Docente da UCP assinala que prolongamento da situação vai obrigar a «reajustes» de linguagem

Lisboa, 23 set 2020 (Ecclesia) – Rita Figueiras, professora da Universidade Católica Portuguesa (UCP) e investigadora na área da comunicação, defendeu um investimento continuado na “pastoral digital”, por parte da Igreja Católica, que se revelou importante no recente confinamento.

O maior problema será, parece-me, se esta situação se prolongar no tempo, ao ponto de ter de se reestruturar todos os contextos: eclesial, profissional, escolar”, assinala a entrevistada na edição de hoje nas ‘Conversas Originais’, um projeto da Agência ECCLESIA que decorre ao longo do mês de setembro.

A especialista espera que regresso ao encontro presencial não retire “todo o investimento ao digital”, que permitiu uma presença “possível e ajudou a “assegurar o essencial”, perante o desafio da pandemia.

“Pelo facto de se poder utilizar a internet, a transmissão da Missa em direto”, num contexto circunscrito temporal, “o essencial não fica comprometido, antes pelo contrário”, é uma “forma de manter a proximidade”, sustenta.

Num momento em que é difícil determinar a duração da atual crise sanitária e social, Rita Figueiras admite que possa vir a acontecer uma diluição da memória da “experiência do lugar”.

Essa situação iria levar a reajustes de linguagem, de contexto, atendendo à forma como o contexto tecnológico “interfere na construção da palavra, na construção da imagem”.
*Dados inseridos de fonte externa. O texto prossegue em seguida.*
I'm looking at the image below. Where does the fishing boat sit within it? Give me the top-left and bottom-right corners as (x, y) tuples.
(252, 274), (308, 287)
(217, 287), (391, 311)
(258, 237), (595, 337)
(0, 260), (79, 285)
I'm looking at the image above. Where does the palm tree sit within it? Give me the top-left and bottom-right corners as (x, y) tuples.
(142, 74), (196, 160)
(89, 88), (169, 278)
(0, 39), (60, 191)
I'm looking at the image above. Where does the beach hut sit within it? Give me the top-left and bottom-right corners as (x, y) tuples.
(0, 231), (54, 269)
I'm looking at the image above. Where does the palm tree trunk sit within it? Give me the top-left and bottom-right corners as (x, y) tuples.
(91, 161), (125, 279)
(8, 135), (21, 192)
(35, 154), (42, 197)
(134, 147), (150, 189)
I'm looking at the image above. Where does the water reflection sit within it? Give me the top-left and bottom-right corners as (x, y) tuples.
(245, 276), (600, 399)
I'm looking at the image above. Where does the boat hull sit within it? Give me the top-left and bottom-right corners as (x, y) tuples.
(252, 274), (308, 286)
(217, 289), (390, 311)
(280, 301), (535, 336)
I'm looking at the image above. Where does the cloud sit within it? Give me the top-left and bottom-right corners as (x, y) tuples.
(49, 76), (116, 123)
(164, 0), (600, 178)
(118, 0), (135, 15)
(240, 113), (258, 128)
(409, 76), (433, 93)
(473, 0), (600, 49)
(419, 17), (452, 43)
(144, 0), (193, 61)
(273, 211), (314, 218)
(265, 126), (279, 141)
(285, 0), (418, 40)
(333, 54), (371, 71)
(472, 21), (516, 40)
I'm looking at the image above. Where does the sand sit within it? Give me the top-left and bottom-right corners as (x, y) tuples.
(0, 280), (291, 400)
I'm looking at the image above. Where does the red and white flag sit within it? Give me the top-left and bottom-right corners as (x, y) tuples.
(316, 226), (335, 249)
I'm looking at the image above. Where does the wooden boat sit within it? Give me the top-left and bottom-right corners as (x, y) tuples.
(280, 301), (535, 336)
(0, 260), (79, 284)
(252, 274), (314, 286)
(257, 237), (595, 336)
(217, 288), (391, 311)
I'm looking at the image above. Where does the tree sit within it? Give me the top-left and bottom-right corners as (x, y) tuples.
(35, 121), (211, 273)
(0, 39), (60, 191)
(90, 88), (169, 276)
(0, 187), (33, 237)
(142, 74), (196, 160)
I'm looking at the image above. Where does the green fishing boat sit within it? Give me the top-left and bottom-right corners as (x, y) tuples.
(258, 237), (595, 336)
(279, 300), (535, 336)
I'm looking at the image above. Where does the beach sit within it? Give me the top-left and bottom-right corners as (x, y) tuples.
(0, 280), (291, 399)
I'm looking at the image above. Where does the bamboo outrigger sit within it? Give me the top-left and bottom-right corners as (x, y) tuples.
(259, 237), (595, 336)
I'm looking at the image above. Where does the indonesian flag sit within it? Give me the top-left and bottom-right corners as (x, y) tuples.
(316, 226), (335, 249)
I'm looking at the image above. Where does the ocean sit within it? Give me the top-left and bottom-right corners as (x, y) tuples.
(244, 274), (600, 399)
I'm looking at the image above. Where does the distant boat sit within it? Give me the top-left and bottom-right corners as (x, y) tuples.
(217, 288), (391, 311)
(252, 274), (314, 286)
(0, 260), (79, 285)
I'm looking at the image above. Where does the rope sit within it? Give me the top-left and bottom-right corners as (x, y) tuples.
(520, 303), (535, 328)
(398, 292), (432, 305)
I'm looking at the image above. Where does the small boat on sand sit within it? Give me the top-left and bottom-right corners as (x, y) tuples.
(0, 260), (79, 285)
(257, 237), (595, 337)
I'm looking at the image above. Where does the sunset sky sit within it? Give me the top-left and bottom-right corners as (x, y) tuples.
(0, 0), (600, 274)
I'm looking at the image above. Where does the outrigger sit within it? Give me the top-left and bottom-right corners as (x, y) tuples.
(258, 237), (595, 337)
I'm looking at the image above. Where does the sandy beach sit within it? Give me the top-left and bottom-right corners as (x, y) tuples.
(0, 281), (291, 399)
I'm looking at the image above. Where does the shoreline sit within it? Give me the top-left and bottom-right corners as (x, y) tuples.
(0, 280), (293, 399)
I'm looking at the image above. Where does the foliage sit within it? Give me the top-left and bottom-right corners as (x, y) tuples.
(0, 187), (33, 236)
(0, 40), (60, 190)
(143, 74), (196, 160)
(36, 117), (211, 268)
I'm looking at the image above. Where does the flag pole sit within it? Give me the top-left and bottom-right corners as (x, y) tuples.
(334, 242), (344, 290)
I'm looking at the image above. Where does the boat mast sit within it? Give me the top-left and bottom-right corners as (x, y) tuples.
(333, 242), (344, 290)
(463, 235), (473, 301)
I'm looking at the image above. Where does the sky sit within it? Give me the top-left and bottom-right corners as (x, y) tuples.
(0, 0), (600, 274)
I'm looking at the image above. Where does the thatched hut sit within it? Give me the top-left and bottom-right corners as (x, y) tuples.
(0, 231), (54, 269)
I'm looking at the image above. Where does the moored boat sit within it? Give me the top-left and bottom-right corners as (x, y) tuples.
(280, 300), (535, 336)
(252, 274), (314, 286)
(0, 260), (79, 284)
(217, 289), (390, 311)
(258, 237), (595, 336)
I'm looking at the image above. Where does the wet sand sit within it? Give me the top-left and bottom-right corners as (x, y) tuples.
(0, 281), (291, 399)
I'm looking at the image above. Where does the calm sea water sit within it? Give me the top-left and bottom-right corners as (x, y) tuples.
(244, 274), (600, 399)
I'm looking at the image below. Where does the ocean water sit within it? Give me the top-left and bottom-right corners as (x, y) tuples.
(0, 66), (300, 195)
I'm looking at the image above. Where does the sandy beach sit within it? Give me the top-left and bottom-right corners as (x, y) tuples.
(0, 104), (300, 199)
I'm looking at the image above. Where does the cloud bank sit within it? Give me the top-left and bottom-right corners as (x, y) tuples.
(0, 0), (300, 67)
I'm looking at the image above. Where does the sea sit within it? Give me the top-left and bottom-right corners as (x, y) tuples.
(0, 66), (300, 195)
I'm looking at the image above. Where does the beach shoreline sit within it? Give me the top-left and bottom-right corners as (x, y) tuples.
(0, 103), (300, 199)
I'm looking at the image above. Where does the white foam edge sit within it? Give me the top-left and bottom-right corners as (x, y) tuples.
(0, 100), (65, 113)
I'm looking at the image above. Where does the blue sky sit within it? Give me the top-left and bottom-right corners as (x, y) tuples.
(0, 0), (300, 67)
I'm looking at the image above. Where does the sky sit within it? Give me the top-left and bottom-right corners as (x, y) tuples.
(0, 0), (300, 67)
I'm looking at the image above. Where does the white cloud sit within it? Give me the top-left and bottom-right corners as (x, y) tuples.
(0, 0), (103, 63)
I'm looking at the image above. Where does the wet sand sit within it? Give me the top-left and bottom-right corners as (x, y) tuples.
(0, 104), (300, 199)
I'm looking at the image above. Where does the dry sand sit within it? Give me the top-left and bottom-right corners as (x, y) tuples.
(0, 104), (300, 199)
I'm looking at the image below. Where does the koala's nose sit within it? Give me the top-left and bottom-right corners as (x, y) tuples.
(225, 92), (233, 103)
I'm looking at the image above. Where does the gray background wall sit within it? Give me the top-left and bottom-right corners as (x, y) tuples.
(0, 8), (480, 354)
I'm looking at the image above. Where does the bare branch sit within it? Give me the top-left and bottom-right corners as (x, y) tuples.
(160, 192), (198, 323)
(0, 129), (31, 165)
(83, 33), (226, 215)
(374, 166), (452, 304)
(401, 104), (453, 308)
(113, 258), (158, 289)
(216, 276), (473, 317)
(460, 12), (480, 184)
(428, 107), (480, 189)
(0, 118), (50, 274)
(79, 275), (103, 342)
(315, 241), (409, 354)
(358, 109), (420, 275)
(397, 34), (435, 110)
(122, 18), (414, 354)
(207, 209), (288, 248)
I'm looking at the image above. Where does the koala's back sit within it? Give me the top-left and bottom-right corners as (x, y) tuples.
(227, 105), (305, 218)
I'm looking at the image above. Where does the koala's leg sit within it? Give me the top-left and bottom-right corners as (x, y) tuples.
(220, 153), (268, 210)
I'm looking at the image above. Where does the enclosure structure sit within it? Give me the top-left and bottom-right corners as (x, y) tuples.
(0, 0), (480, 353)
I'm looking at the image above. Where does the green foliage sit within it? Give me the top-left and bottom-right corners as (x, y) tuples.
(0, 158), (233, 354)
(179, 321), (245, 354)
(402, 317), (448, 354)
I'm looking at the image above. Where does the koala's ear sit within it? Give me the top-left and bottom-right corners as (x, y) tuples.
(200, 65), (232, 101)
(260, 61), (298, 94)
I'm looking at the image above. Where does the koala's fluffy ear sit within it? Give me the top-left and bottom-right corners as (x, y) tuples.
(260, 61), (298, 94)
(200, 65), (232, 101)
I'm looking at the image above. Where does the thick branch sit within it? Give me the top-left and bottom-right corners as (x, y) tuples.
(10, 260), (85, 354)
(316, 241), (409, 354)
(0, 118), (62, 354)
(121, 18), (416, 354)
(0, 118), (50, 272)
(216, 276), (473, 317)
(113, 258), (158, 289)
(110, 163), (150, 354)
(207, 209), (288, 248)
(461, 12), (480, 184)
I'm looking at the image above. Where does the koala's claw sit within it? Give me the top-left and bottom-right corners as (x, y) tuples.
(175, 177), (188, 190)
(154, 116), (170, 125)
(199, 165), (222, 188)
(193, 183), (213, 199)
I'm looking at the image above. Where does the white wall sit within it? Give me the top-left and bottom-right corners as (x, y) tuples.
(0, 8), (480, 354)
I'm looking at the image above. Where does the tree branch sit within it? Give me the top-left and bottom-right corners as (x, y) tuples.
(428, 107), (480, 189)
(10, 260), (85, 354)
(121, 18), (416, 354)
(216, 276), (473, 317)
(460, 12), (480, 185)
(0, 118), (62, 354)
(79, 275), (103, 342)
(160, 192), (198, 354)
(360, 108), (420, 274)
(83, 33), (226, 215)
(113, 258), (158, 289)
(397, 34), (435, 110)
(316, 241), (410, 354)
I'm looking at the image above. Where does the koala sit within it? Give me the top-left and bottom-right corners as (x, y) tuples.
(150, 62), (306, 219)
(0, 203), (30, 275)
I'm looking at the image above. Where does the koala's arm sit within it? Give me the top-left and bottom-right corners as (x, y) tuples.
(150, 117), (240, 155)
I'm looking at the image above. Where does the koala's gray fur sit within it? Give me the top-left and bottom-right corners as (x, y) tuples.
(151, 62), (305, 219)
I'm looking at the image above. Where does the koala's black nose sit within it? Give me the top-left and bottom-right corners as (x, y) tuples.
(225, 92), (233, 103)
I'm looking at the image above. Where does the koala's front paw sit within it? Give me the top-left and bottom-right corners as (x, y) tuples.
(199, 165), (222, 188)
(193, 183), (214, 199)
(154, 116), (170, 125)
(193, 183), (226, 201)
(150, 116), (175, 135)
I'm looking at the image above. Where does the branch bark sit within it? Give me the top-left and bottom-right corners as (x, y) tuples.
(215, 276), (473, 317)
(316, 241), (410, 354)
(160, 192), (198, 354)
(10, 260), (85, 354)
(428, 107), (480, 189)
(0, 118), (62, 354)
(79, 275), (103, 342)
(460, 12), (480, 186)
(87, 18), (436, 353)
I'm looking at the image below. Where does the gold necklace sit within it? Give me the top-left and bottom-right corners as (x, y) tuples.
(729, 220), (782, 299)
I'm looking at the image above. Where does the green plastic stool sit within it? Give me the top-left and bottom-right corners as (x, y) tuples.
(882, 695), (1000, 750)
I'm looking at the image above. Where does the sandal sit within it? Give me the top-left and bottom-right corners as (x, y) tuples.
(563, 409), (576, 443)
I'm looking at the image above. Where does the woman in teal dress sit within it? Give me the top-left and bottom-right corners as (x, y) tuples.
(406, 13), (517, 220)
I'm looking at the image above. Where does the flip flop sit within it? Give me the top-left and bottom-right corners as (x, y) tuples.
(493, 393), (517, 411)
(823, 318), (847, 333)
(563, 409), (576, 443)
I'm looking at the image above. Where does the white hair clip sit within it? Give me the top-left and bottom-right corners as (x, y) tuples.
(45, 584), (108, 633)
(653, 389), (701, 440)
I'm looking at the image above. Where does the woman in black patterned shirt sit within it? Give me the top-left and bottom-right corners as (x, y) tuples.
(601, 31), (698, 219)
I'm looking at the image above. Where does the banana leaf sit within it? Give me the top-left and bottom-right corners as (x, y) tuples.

“É fundamental acompanhar este processo de transformação tecnológica”, insiste a docente da UCP.

Rita Figueiras é a convidada desta semana das ‘Conversas Originais – das palavras à ação’, transmitidas e publicadas online, às 17h00, e do programa Ecclesia, na rádio Antena 1, pelas 22h45.

O tema liga-se às Jornadas Nacionais de Comunicação Social, que vão decorrer online entre quinta e sexta-feira.